Смотрю на мальчика, а тот как ромашка лепестки приглаживает после дождя — солнечно мне улыбается, даже зубы пересчитать можно.

— Ну, — говорю, с силой впихивая вилку в безвинный торт, — если пригласил, то пожалуйста.

Горничная благодарно сбегает, Егор предусмотрительно устремляется за ней, а я, после того, как проходит изумление, прыскаю смехом. Н-да, обстановку сменили, а замашки прежние. Тяжело же вам придется, Егор Владимирович, в мирских условиях. Или у нас не тихая обитель будет, как мне думалось, а проходной двор?

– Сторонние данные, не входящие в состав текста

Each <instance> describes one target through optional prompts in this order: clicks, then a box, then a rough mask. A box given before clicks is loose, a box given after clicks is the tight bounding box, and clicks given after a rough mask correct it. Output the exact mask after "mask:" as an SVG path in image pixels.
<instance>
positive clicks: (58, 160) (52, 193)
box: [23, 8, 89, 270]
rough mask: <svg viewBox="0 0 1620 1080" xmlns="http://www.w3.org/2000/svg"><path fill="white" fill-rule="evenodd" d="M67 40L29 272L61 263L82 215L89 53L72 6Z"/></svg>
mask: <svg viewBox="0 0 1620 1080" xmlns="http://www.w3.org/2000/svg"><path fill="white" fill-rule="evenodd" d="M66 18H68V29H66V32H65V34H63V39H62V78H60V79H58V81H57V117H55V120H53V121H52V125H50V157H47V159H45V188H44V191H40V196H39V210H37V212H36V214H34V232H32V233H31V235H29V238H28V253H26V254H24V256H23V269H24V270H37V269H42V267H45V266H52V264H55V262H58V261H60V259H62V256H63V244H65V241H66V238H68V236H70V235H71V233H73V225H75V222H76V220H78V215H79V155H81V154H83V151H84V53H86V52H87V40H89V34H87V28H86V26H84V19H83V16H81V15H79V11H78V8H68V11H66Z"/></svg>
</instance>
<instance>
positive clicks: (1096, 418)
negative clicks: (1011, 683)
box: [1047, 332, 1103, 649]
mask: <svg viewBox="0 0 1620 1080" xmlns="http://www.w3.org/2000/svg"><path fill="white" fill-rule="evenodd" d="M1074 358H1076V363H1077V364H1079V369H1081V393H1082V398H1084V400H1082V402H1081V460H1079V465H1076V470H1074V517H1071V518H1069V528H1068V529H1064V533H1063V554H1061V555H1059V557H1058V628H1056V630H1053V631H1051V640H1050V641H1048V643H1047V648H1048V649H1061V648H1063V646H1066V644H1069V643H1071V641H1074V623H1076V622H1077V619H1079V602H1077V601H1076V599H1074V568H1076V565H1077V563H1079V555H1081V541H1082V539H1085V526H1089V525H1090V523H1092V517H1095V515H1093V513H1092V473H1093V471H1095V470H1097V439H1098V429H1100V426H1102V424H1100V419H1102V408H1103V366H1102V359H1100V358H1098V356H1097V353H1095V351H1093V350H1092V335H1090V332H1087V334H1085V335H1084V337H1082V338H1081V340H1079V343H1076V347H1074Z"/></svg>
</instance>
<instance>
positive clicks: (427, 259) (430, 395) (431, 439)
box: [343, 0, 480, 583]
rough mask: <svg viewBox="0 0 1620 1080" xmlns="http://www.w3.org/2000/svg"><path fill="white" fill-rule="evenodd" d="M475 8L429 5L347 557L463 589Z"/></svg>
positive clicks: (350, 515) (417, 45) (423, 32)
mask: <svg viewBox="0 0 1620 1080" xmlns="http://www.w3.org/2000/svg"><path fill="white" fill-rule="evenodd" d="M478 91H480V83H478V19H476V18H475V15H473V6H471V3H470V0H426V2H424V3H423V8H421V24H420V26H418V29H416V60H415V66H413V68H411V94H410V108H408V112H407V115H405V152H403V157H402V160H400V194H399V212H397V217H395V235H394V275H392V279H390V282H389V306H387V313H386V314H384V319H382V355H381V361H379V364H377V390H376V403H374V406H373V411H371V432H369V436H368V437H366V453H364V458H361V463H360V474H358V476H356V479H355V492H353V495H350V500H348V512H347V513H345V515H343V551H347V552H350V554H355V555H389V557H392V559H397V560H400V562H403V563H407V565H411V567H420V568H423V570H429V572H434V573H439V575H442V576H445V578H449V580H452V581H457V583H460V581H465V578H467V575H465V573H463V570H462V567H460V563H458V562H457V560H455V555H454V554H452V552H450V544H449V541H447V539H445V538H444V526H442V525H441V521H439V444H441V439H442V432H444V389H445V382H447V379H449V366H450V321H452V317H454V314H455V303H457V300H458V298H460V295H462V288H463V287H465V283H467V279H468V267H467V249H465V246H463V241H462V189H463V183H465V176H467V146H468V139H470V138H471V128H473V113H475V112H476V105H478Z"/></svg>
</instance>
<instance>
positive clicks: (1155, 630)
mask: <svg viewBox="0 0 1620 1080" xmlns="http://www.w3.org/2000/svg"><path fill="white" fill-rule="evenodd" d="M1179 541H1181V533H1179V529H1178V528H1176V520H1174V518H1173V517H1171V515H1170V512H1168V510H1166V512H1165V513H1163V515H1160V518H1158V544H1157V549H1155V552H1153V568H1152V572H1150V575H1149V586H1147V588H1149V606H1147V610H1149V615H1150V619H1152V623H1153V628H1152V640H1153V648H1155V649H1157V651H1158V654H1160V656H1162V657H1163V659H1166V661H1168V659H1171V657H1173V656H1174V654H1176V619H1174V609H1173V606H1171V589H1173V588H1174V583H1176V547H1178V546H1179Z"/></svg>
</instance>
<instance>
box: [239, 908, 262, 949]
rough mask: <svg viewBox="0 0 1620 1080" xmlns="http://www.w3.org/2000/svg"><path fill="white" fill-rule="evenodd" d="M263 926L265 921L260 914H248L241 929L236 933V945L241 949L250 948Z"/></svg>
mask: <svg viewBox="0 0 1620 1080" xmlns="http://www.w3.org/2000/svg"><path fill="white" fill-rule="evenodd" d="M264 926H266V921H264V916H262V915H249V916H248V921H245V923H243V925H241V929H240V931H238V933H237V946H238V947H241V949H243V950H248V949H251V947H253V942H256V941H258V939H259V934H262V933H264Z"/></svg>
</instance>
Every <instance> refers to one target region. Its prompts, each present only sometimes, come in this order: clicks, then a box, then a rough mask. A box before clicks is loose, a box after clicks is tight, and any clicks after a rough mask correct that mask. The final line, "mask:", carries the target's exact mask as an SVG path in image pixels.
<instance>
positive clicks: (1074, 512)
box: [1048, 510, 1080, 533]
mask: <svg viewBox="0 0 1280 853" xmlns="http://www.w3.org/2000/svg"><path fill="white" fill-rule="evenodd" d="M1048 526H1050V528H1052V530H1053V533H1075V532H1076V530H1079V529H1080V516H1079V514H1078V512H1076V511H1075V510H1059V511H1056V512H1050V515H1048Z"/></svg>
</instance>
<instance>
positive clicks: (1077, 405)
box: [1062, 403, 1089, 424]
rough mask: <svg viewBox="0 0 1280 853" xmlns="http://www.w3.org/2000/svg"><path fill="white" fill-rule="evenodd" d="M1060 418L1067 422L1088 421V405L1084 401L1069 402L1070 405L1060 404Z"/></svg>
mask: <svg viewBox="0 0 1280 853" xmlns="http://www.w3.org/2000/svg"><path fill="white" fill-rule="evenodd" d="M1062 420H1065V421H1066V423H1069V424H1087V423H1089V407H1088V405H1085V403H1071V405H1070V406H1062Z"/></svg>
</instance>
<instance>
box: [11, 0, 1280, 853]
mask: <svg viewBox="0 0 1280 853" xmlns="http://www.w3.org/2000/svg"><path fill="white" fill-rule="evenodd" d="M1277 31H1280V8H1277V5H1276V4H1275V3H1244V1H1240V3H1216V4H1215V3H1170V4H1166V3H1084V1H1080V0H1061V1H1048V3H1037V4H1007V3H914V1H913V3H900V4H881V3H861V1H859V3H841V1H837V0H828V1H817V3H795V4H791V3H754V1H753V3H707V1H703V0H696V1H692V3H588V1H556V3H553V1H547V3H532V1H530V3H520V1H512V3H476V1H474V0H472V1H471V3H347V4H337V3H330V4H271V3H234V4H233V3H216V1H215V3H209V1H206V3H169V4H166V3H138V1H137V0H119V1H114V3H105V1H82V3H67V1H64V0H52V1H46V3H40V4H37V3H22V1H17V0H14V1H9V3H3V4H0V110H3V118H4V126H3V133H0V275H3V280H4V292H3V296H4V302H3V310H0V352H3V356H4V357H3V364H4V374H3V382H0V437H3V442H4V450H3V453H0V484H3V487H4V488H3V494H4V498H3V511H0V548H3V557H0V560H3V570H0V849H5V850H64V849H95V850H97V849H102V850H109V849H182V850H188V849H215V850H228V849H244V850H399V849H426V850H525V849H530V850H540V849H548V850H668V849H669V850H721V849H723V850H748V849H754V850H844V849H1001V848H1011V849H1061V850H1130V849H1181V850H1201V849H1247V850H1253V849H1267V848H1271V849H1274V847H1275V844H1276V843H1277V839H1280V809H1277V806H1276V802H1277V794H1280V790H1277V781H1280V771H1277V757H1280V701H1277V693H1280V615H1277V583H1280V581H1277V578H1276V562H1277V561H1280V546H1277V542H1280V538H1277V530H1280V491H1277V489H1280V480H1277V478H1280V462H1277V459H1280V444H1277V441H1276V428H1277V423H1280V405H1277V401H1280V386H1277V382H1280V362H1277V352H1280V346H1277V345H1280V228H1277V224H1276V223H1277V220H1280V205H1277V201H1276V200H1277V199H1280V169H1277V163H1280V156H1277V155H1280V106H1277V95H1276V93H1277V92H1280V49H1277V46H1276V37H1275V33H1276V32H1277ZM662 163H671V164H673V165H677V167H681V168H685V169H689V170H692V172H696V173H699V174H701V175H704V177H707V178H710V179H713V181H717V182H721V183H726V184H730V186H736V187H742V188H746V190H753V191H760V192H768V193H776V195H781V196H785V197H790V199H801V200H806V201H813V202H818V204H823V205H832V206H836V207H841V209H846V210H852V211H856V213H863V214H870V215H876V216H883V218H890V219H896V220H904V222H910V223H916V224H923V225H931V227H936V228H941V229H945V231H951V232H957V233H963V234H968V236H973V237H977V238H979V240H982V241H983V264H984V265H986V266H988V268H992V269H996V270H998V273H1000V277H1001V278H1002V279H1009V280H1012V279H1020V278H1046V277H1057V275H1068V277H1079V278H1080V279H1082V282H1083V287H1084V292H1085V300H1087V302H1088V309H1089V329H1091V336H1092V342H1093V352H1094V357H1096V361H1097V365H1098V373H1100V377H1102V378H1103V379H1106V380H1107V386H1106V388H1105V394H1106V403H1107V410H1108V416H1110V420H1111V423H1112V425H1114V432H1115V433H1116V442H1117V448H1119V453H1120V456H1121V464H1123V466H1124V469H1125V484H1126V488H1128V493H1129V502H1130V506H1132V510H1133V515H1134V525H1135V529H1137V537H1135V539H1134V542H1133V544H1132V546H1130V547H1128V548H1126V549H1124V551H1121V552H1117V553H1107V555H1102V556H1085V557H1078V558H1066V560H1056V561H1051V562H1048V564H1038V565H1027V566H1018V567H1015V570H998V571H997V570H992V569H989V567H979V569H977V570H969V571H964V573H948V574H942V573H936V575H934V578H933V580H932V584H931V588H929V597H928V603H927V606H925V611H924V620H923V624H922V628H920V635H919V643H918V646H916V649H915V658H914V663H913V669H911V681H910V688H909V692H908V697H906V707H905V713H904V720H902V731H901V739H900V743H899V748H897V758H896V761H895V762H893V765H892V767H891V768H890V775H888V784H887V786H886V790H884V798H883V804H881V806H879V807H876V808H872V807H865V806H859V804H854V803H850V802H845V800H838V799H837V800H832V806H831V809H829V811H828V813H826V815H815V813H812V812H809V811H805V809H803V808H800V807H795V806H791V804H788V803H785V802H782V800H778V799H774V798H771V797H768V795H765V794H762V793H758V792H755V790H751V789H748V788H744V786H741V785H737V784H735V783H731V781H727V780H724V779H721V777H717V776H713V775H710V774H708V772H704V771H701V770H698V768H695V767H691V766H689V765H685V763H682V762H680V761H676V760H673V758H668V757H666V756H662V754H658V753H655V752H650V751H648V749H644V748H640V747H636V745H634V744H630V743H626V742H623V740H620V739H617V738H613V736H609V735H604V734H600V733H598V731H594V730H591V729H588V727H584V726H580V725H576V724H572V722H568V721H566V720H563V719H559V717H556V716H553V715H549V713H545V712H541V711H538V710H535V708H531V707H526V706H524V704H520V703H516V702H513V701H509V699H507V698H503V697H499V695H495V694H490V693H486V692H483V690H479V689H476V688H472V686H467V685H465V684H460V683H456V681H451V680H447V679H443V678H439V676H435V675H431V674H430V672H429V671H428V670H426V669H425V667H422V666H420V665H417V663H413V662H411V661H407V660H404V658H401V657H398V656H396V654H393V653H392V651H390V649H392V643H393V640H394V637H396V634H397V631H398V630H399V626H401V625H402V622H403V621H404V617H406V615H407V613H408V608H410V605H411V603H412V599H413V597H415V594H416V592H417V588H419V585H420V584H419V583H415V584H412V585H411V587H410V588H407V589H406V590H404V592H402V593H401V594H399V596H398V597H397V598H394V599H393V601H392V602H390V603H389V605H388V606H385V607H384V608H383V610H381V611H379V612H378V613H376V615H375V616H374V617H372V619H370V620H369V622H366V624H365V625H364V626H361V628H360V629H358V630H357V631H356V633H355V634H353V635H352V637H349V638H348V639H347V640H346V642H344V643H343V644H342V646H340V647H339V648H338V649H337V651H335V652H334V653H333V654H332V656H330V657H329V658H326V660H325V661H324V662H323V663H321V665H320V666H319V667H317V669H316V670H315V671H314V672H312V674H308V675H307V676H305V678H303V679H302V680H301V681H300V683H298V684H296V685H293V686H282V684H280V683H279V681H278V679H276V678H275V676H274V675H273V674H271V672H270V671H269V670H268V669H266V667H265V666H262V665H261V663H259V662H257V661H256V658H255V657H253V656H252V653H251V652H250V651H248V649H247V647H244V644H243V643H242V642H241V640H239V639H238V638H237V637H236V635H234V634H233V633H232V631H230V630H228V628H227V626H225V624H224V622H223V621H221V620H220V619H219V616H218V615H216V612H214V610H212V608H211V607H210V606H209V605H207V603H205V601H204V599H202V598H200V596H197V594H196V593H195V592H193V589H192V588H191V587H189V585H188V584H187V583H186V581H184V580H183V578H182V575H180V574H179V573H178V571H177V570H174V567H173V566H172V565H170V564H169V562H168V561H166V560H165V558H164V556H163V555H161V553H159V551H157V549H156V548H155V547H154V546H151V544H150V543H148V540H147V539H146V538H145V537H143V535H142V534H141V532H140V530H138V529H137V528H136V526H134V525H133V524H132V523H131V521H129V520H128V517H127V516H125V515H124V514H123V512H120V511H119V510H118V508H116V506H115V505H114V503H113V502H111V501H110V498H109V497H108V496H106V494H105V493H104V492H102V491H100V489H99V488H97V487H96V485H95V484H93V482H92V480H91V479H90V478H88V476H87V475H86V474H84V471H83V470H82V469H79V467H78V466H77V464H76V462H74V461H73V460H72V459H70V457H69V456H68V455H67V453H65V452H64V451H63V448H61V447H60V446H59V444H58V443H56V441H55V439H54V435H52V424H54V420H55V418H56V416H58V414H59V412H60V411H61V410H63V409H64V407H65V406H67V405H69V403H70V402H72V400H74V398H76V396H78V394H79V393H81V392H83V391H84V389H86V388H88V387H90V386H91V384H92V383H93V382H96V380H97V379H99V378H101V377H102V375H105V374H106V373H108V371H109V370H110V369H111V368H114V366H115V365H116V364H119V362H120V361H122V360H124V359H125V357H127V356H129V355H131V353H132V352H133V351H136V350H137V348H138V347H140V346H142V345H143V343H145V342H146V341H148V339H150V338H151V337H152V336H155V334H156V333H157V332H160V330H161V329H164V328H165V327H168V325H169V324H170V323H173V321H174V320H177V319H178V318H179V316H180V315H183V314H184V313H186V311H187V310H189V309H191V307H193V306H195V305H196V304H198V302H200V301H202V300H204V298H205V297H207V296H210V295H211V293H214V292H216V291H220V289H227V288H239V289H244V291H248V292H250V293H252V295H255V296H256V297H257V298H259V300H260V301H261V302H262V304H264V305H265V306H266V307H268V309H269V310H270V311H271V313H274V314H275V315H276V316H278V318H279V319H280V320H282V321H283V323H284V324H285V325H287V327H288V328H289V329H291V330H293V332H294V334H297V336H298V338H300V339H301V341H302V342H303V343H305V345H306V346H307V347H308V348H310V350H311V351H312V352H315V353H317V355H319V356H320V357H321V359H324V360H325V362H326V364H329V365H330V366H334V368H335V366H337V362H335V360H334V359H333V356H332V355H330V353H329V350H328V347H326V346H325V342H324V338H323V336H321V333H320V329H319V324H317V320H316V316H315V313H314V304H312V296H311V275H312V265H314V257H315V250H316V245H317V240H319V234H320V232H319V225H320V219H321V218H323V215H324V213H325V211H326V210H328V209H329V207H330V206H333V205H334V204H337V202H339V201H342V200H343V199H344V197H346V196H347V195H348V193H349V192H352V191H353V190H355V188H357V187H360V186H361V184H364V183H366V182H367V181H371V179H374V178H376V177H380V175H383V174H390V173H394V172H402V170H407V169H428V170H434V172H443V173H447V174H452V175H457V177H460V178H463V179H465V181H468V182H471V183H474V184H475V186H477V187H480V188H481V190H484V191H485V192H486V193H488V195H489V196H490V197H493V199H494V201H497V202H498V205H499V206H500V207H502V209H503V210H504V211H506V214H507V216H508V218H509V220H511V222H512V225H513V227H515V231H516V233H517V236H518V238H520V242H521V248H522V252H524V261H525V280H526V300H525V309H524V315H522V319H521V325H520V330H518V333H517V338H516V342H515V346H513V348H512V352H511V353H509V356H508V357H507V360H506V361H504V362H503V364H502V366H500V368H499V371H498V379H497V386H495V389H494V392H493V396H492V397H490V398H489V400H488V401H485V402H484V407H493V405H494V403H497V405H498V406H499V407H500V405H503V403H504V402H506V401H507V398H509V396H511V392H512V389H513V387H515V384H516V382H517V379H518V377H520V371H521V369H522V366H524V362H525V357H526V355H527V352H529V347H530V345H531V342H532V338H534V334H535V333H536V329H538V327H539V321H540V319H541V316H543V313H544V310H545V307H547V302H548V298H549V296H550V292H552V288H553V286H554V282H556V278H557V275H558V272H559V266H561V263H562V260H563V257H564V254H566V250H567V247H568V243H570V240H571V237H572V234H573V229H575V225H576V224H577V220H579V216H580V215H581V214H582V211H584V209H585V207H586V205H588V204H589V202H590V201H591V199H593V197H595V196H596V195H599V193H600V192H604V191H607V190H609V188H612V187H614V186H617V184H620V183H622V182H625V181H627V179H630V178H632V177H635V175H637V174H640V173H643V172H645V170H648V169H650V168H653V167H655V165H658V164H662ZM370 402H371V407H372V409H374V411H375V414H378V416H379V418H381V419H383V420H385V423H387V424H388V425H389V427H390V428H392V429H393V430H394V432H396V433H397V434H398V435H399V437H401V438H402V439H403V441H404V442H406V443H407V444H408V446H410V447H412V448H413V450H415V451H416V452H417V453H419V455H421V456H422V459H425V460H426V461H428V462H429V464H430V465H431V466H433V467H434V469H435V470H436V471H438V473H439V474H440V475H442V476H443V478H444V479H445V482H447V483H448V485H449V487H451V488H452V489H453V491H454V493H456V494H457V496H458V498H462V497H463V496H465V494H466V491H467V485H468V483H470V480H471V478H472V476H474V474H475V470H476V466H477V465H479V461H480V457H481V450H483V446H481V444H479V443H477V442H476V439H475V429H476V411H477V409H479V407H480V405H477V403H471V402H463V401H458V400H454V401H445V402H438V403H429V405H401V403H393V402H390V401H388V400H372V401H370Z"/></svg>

Через полчаса девушка заходит попрощаться. Егор, не дожидаясь пока она уйдет, вгрызается в щедрый кусок торта, и мне как-то неудобно становится за голодные глаза горничной. Усаживаю ее с нами, так сказать, почаевничать за новоселье. Поначалу она сопротивляется и все величает меня по имени-отчеству, заставляя чувствовать неловкость: ее имени я до сих пор не знаю. А потом расслабляется настолько, что принимается болтать вплоть до моей головной боли: о детстве, о том, сколько у нее родственников, о церкви зачем-то, и заканчивает все это жалостливым всхлипом:

— А, знаете, я больше не работаю в доме Ярослава Владимировича. Он всех уволил.